Common Questions & Troubleshooting (FAQs)
What are the best pellets for plant-based pellet grill recipes? Fruit woods (apple, cherry) for mild sweetness; hickory or mesquite for bold barbecue flavor. Avoid strong mesquite with delicate vegetables.
How do I prevent tofu from sticking or falling apart? Press thoroughly, use a grill mat, and don’t flip too early — let a crust form first.
Can these recipes be made on any pellet grill brand? Yes — Traeger, Pit Boss, Camp Chef, Recteq, and others all work beautifully. Adjust times slightly based on your model’s efficiency.
How do I get more smoke flavor on vegetables? Smoke at 225–250°F for the first half of cooking, and consider adding a smoke tube filled with pellets for extra smoke.
Are there gluten-free and oil-free options? Most recipes are easily adaptable. Use tamari instead of soy sauce and skip oil by using aquafaba or vegetable broth for basting.
What’s the best way to clean the grill after plant-based cooking? Brush grates while still warm. Since there’s no animal fat, cleanup is generally quicker.
Can I cook these recipes in cold weather? Yes — pellet grills maintain temperature well, but allow extra preheat time and monitor pellet consumption.
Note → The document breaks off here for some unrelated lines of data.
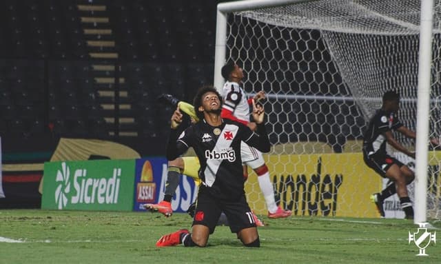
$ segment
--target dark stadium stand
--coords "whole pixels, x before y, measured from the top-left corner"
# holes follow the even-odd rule
[[[1,1],[0,121],[10,124],[2,128],[2,134],[23,129],[23,133],[50,132],[57,136],[116,141],[163,137],[170,111],[165,106],[158,111],[155,98],[167,92],[191,101],[197,88],[212,82],[219,1]],[[304,34],[298,36],[300,53],[289,55],[299,59],[297,67],[333,67],[302,64],[300,52],[311,45],[302,42]],[[311,37],[317,34],[312,32]],[[269,63],[259,67],[274,66]],[[249,77],[269,81],[282,78],[288,83],[296,79],[298,83],[295,88],[272,85],[274,92],[294,89],[304,94],[346,95],[342,88],[326,85],[327,78],[338,79],[338,75],[324,75],[318,84],[311,79],[322,77],[310,72],[249,72]],[[258,90],[267,84],[257,81],[253,85]],[[273,143],[319,140],[344,144],[347,139],[359,138],[364,125],[363,120],[349,114],[356,111],[354,104],[281,101],[272,107],[269,119],[275,123]],[[281,112],[287,114],[276,114]],[[293,133],[286,132],[292,129]]]

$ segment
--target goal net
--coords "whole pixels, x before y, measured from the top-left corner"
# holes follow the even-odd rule
[[[380,192],[383,183],[363,163],[362,133],[390,90],[401,94],[400,120],[416,130],[420,1],[280,2],[283,5],[240,6],[227,13],[225,58],[216,51],[216,63],[236,61],[243,68],[245,92],[267,93],[267,128],[274,147],[266,159],[276,200],[296,215],[378,216],[369,196]],[[428,118],[429,136],[438,137],[440,1],[434,10]],[[221,87],[217,71],[215,85]],[[414,148],[413,140],[395,136]],[[429,149],[427,206],[429,217],[439,219],[441,156],[436,150]],[[252,207],[264,212],[256,181],[247,187]],[[385,206],[387,213],[400,211],[396,200]]]

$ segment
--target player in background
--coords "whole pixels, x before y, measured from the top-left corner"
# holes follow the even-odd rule
[[[260,247],[259,236],[247,203],[240,159],[240,144],[245,141],[263,152],[270,150],[266,132],[264,110],[253,102],[255,132],[246,125],[220,117],[222,101],[213,87],[203,87],[194,98],[194,105],[200,121],[178,130],[182,122],[179,108],[171,119],[171,132],[167,145],[167,159],[172,161],[193,148],[201,162],[199,187],[192,234],[180,230],[163,236],[156,246],[182,243],[186,247],[205,247],[223,212],[229,228],[247,247]],[[180,134],[179,134],[180,133]]]
[[[243,71],[236,63],[229,62],[221,69],[222,77],[226,82],[222,89],[221,95],[224,99],[220,116],[223,119],[234,120],[247,125],[252,130],[255,130],[257,125],[249,120],[249,108],[252,100],[256,102],[265,99],[265,92],[258,92],[253,98],[248,99],[241,86],[243,79]],[[246,166],[254,170],[258,176],[259,187],[262,190],[267,208],[268,217],[276,219],[291,216],[291,212],[277,206],[274,199],[274,189],[269,179],[268,167],[265,163],[262,153],[254,148],[242,143],[242,163],[244,165],[243,173],[245,179],[248,176]]]
[[[400,109],[400,94],[395,91],[388,91],[383,94],[382,105],[371,119],[363,136],[363,159],[366,165],[383,178],[388,178],[394,184],[388,184],[380,193],[373,194],[371,199],[377,207],[382,217],[384,216],[383,202],[394,194],[400,198],[401,208],[406,219],[413,219],[412,203],[407,194],[406,185],[413,181],[415,175],[409,167],[396,159],[389,156],[386,151],[387,143],[393,148],[415,159],[411,152],[398,143],[392,134],[396,130],[405,136],[415,139],[416,134],[403,125],[398,120],[397,112]],[[438,139],[432,139],[431,143],[439,145]]]

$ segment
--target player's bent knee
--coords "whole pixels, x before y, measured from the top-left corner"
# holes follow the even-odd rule
[[[263,164],[260,167],[256,167],[254,170],[254,172],[256,172],[256,174],[258,176],[263,175],[265,173],[268,172],[269,171],[269,170],[268,170],[268,167],[267,166],[266,164]]]
[[[247,247],[260,247],[260,239],[258,236],[255,241],[252,243],[249,243],[247,244],[243,243],[243,245]]]

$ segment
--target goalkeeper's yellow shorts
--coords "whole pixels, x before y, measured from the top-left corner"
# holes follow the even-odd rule
[[[183,174],[193,178],[194,183],[199,186],[201,184],[201,179],[198,175],[199,167],[201,167],[199,159],[198,159],[197,156],[183,156],[182,159],[184,161],[184,171]]]
[[[194,107],[191,104],[184,102],[183,101],[178,103],[178,107],[182,112],[192,117],[196,121],[198,121],[199,119],[198,116],[196,115],[196,112],[194,111]]]

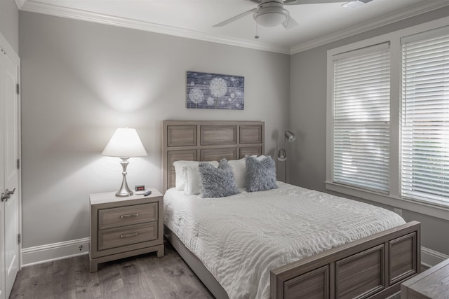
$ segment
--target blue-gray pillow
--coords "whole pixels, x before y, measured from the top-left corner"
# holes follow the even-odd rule
[[[202,197],[224,197],[240,193],[232,168],[226,159],[220,161],[217,168],[203,162],[199,163],[198,167],[203,183]]]
[[[246,192],[276,188],[276,165],[272,157],[267,155],[260,159],[246,157]]]

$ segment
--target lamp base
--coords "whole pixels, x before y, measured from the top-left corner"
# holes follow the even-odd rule
[[[131,196],[133,194],[133,191],[131,191],[128,186],[128,182],[126,181],[126,167],[129,164],[129,161],[128,160],[128,158],[121,158],[122,161],[120,162],[121,164],[121,167],[123,169],[121,174],[123,174],[123,179],[121,180],[121,186],[120,187],[120,190],[118,190],[115,193],[115,196],[118,197],[126,197],[127,196]]]

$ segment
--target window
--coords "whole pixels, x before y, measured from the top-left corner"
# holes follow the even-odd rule
[[[448,219],[448,25],[328,51],[326,188]]]
[[[389,44],[335,55],[333,66],[333,181],[388,193]]]
[[[449,33],[401,40],[401,193],[449,205]]]

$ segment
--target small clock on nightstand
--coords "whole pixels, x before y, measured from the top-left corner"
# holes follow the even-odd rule
[[[163,256],[163,197],[154,188],[147,190],[147,196],[91,195],[91,272],[99,263],[148,252]]]

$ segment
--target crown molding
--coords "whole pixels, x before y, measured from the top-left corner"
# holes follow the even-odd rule
[[[18,8],[20,9],[26,1],[27,0],[15,0],[15,5],[17,5]]]
[[[187,39],[197,39],[213,43],[224,43],[230,46],[274,52],[282,54],[290,54],[290,49],[285,47],[276,46],[269,43],[261,42],[251,42],[243,39],[233,39],[227,36],[220,36],[205,34],[183,28],[161,25],[159,24],[145,22],[138,20],[118,18],[112,15],[92,13],[89,11],[51,5],[40,2],[39,0],[16,0],[25,1],[20,7],[20,11],[31,13],[42,13],[56,17],[67,18],[82,21],[92,22],[112,26],[138,30],[147,31],[161,34],[168,34]]]
[[[449,2],[448,2],[447,0],[432,1],[431,4],[429,4],[426,1],[426,3],[413,6],[406,11],[401,11],[400,13],[391,13],[387,15],[382,18],[375,20],[372,22],[363,23],[363,25],[357,25],[344,30],[333,32],[332,34],[327,34],[318,39],[302,43],[290,48],[290,54],[293,55],[299,53],[300,52],[305,51],[306,50],[313,49],[314,48],[326,45],[326,43],[337,41],[347,37],[352,36],[356,34],[379,28],[408,18],[428,13],[436,9],[442,8],[445,6],[449,6]]]
[[[382,18],[357,25],[351,27],[333,32],[332,34],[302,43],[291,48],[285,48],[276,45],[253,42],[243,39],[234,39],[224,36],[217,36],[205,34],[196,31],[187,30],[183,28],[161,25],[159,24],[145,22],[135,19],[118,18],[112,15],[92,13],[83,10],[67,8],[62,6],[52,5],[41,2],[39,0],[15,0],[20,11],[42,13],[57,17],[67,18],[87,22],[93,22],[112,26],[138,30],[147,31],[161,34],[171,35],[178,37],[197,39],[213,43],[223,43],[229,46],[261,50],[281,54],[293,55],[319,47],[326,43],[358,34],[371,29],[391,24],[410,17],[434,11],[449,6],[447,0],[436,0],[424,1],[423,4],[411,6],[400,13],[387,15]]]

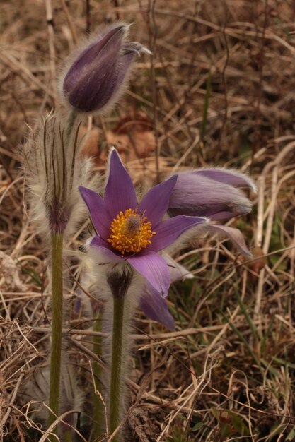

Final Thoughts & Next Steps
Pellet grill recipes open up an exciting world of smoky, flavorful cooking for anyone following a plant diet. These 15 recipes prove you don’t have to sacrifice taste or texture when grilling vegan or plant-based meals. From backyard barbecues to weeknight dinners, your Traeger, Pit Boss, or Camp Chef can become your favorite tool for creating satisfying, healthy dishes that everyone loves.
Start with one or two recipes this weekend — I recommend the Maple-Smoked Tempeh Ribs or the Smoky Jackfruit Pulled “Pork” as crowd-pleasers. Take notes on pellet types and temperatures that work best for your specific grill, and soon you’ll be confidently creating your own variations.
If you try any of these recipes, I’d love to hear how they turned out — feel free to share photos or your favorite tweaks in the comments. For more plant-based grilling inspiration, explore my guides on homemade BBQ sauces, pellet grill maintenance for vegan cooks, and easy side dishes.
Fire up that grill, embrace the smoke, and enjoy the delicious freedom that comes with mastering plant-based pellet grill recipes.